The pension credit deadline has passed – and the government must help find millions missing out on money they’re entitled to

At the stroke of midnight on Saturday night, the shutters came down. Anyone who didn’t claim pension credit by then will have lost their winter fuel payment. Pension credit is designed to help low-income pensioners with living costs, and only those on this means-tested benefit qualify for winter fuel payments. Yet up to 880,000 older people entitled to pension credit don’t claim it. They’re only some of millions of people who aren’t getting their benefits. Last year, a total of £23bn in benefits and social support went unclaimed.

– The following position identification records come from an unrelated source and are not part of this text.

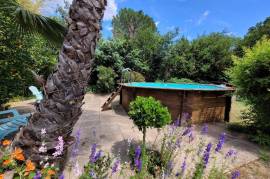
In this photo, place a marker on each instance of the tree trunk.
(65, 88)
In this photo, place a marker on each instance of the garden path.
(110, 130)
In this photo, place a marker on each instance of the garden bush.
(251, 76)
(106, 79)
(132, 76)
(181, 80)
(147, 112)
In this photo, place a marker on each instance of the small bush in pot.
(146, 112)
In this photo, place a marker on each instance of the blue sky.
(192, 17)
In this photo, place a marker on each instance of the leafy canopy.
(128, 23)
(147, 112)
(106, 79)
(251, 75)
(29, 22)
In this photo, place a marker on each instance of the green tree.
(128, 23)
(106, 79)
(178, 62)
(153, 48)
(251, 76)
(212, 56)
(19, 54)
(28, 22)
(60, 109)
(147, 112)
(253, 35)
(118, 54)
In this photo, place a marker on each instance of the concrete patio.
(110, 130)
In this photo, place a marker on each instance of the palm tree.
(64, 89)
(29, 22)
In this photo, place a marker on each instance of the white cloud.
(203, 17)
(111, 10)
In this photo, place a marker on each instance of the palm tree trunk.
(65, 88)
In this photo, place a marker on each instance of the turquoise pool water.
(181, 86)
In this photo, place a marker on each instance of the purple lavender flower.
(185, 116)
(204, 129)
(115, 166)
(170, 166)
(97, 156)
(75, 148)
(138, 164)
(221, 141)
(230, 153)
(190, 137)
(59, 148)
(38, 175)
(183, 166)
(93, 152)
(92, 173)
(178, 143)
(61, 176)
(187, 131)
(176, 123)
(206, 155)
(137, 160)
(235, 174)
(138, 152)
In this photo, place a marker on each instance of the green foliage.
(28, 22)
(254, 34)
(106, 76)
(251, 76)
(118, 54)
(264, 156)
(203, 59)
(132, 76)
(260, 138)
(216, 173)
(128, 23)
(99, 169)
(18, 55)
(181, 80)
(148, 112)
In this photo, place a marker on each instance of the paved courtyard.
(110, 130)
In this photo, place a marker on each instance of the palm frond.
(29, 22)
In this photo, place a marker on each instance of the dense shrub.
(251, 76)
(181, 80)
(18, 56)
(147, 112)
(106, 79)
(132, 76)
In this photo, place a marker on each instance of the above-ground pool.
(178, 86)
(204, 102)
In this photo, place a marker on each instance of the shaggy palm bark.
(65, 89)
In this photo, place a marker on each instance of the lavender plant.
(100, 165)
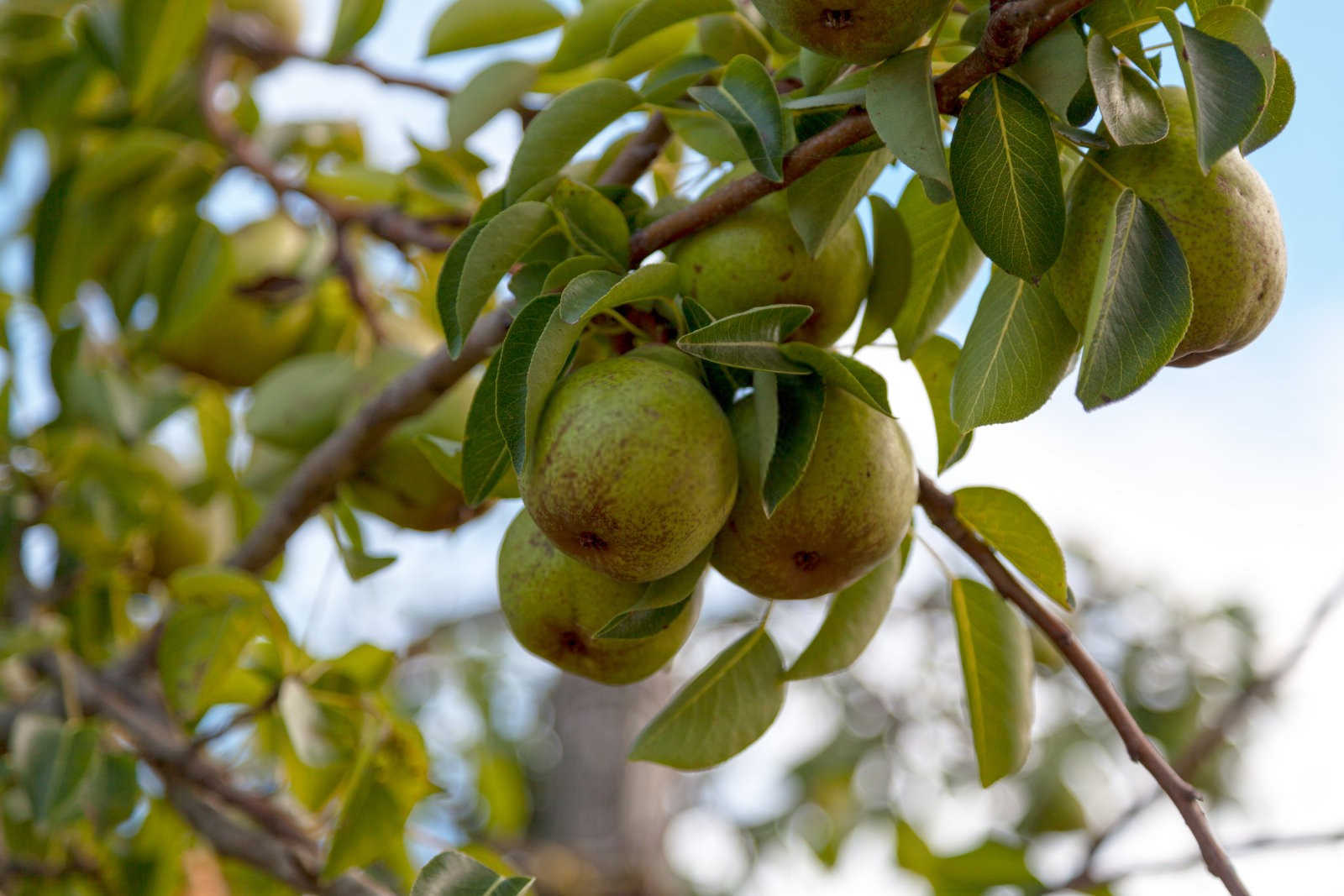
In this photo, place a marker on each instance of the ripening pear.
(859, 31)
(756, 258)
(633, 468)
(286, 16)
(554, 605)
(847, 513)
(1226, 224)
(239, 333)
(398, 483)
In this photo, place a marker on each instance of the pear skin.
(554, 605)
(756, 258)
(1226, 223)
(633, 468)
(848, 512)
(859, 31)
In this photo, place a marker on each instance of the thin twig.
(1205, 743)
(941, 510)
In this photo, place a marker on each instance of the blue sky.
(1221, 479)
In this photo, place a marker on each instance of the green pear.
(398, 483)
(633, 468)
(756, 258)
(286, 16)
(554, 605)
(859, 31)
(1226, 223)
(847, 513)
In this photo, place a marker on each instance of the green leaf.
(788, 418)
(53, 761)
(459, 875)
(823, 201)
(750, 338)
(538, 344)
(304, 723)
(354, 20)
(564, 128)
(1116, 19)
(1278, 110)
(480, 23)
(1129, 103)
(199, 651)
(853, 620)
(1015, 531)
(1242, 27)
(660, 604)
(491, 92)
(891, 268)
(501, 242)
(748, 101)
(484, 450)
(1142, 305)
(591, 222)
(936, 362)
(600, 291)
(722, 711)
(158, 38)
(1016, 352)
(1055, 67)
(1226, 89)
(998, 669)
(840, 371)
(945, 261)
(905, 114)
(651, 16)
(1005, 175)
(669, 80)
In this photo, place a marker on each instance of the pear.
(859, 31)
(756, 258)
(1226, 223)
(398, 483)
(237, 336)
(554, 605)
(847, 513)
(633, 468)
(286, 16)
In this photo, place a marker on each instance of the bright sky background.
(1223, 479)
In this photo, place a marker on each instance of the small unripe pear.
(847, 513)
(554, 605)
(633, 468)
(1226, 223)
(858, 31)
(756, 258)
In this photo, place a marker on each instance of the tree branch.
(941, 510)
(340, 456)
(1205, 743)
(1012, 29)
(385, 222)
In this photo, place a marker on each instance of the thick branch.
(1011, 29)
(1205, 743)
(941, 510)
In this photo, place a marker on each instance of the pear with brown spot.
(858, 31)
(633, 468)
(1226, 223)
(847, 513)
(756, 258)
(554, 605)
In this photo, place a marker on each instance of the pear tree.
(642, 332)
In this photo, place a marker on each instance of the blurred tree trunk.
(606, 815)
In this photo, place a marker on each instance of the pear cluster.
(638, 473)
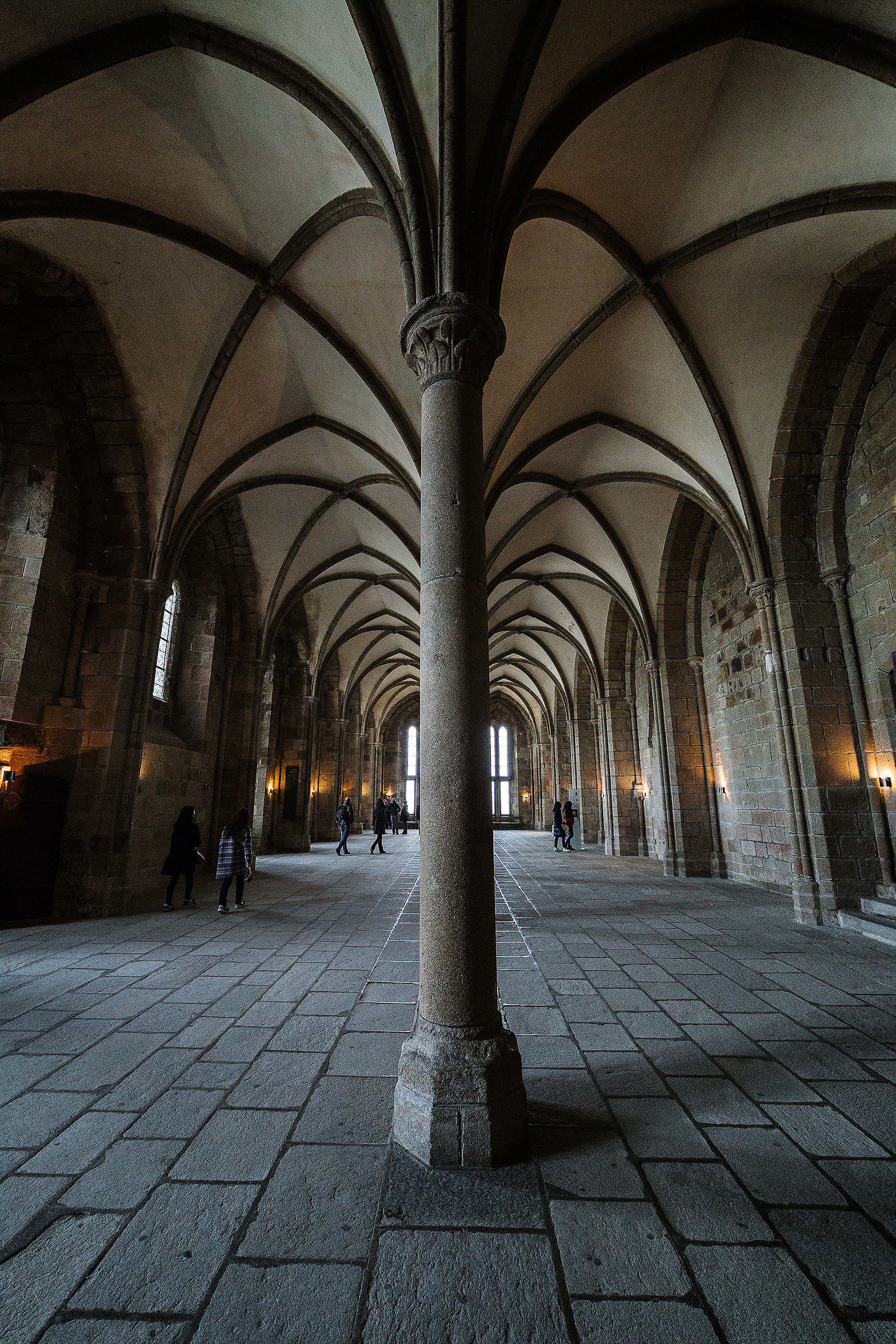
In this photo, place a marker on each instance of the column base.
(460, 1099)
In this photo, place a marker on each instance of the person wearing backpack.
(344, 816)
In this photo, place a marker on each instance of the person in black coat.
(381, 823)
(183, 857)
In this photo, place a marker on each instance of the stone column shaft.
(460, 1097)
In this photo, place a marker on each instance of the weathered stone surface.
(282, 1304)
(125, 1177)
(235, 1144)
(170, 1252)
(762, 1298)
(422, 1197)
(642, 1323)
(470, 1288)
(348, 1110)
(704, 1203)
(587, 1163)
(843, 1252)
(320, 1205)
(617, 1249)
(38, 1281)
(657, 1127)
(773, 1168)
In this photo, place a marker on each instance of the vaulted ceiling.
(657, 197)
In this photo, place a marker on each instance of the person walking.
(344, 815)
(381, 822)
(234, 859)
(183, 857)
(568, 820)
(559, 834)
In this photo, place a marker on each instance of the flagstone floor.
(195, 1119)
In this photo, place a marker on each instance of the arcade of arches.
(368, 366)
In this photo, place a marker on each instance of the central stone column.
(460, 1099)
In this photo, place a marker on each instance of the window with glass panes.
(500, 772)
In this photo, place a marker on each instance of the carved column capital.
(836, 580)
(452, 337)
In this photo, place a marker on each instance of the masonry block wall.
(746, 763)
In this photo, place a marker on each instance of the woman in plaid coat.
(234, 858)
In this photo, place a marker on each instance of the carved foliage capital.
(452, 337)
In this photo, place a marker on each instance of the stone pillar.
(716, 857)
(805, 889)
(836, 581)
(460, 1099)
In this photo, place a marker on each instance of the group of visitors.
(235, 858)
(563, 824)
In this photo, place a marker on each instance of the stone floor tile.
(319, 1005)
(536, 1022)
(366, 1054)
(716, 1101)
(760, 1296)
(486, 1287)
(772, 1167)
(418, 1197)
(169, 1254)
(816, 1061)
(39, 1280)
(22, 1198)
(105, 1063)
(18, 1073)
(563, 1097)
(824, 1132)
(586, 1163)
(871, 1183)
(348, 1110)
(620, 1074)
(766, 1080)
(657, 1127)
(704, 1203)
(179, 1113)
(129, 1170)
(96, 1331)
(843, 1252)
(257, 1305)
(320, 1205)
(871, 1105)
(367, 1016)
(235, 1146)
(723, 1040)
(550, 1053)
(680, 1058)
(600, 1037)
(31, 1121)
(142, 1088)
(642, 1323)
(240, 1045)
(78, 1146)
(617, 1249)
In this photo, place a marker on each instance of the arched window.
(500, 772)
(410, 783)
(166, 644)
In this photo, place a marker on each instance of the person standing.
(234, 859)
(183, 857)
(568, 820)
(344, 815)
(381, 822)
(559, 834)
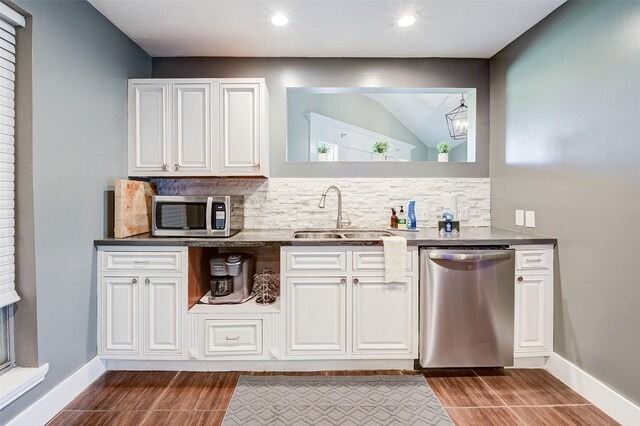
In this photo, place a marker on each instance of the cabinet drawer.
(373, 261)
(232, 336)
(168, 261)
(316, 260)
(532, 259)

There are far fewer pensioners living in poverty today than there were when the winter fuel allowance was introduced back in 1997, so means testing it by linking it to pension credit makes sense. Thanks to the pension triple lock, most pensioners will be better off by up to £472 a year from April 2025. Why give a winter fuel payment to Bernie Ecclestone, Rod Stewart, or to me? Until now, kind-hearted better-off pensioners donated their allowance to charity. Less kind people mocked the welfare state’s apparent extravagance. Fraser Nelson, former editor of the Spectator, described: “A millionaire I know [who] has a tradition every year: he buys a bottle of vintage wine with his winter fuel payment and invites friends to drink it. His point is that it’s ludicrous that people like him are given handouts by the government.”